A function is considered one-to-one when it maps each element of its domain to a unique element in its range. This means that no two different inputs will produce the same output. In mathematical terms, if \( f(a) = f(b) \), then \( a = b \) must hold true. One-to-one functions play a key role in finding inverses because only these types of functions have inverses that are also functions.

To verify if a function is one-to-one, we can employ the Horizontal Line Test. This test involves drawing horizontal lines through the graph of a function. If any horizontal line crosses the graph more than once, the function is not one-to-one. However, if each line intersects the graph at most once, then the function is one-to-one.

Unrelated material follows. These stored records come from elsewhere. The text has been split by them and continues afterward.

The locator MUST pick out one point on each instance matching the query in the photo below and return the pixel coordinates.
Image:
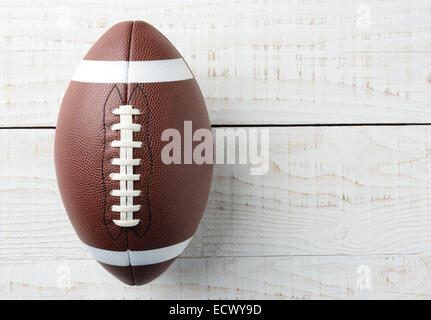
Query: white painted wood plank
(329, 191)
(261, 62)
(306, 277)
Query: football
(133, 212)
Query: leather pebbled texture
(173, 197)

In working with inverse functions, understanding whether a function is one-to-one is crucial because the existence of an inverse function depends on this property.

Algebraic manipulation involves changing the form of an expression to simplify or solve equations. It is an essential skill for finding the inverse of a function. When we want to find the inverse, we typically need to express one variable in terms of another through a series of algebraic manipulations.

For the function \( f(x) = \frac{3}{x^3} - 1 \), we use a series of algebraic steps to isolate \( x \):

• Add 1 to both sides to start isolating the \( x \) term: \( y + 1 = \frac{3}{x^3} \).
• Next, multiply both sides by \( x^3 \) to eliminate the fraction: \( x^3(y + 1) = 3 \).
• Divide by \( y + 1 \) to solve for \( x^3 \): \( x^3 = \frac{3}{y + 1} \).
• Finally, apply the cube root to both sides to solve for \( x \): \( x = \left( \frac{3}{y + 1} \right)^{1/3} \).

These manipulations allow us to switch the roles of \( x \) and \( y \) and express the inverse function cleanly.

The concept of the identity function is foundational in understanding inverses. The identity function \( I(x) \) is simply \( x \). When a function \( f \) and its inverse \( f^{-1} \) are composed, they should return the identity function. This means

• \( f(f^{-1}(x)) = I(x) = x \)
• \( f^{-1}(f(x)) = I(x) = x \)

This characteristic is crucial because it confirms the functions effectively "undo" each other.

In the exercise we solved, our goal was to find \( f^{-1}(x) \) such that when it's composed with \( f(x) \), it results in the identity function \( x \). The steps of establishing \( y = f(x) \), isolating \( x \), and switching (\( x, y \)) roles lead us toward this goal, ensuring that \( f \circ f^{-1} \) yields the exact input that went in, verifying our inverse is correct.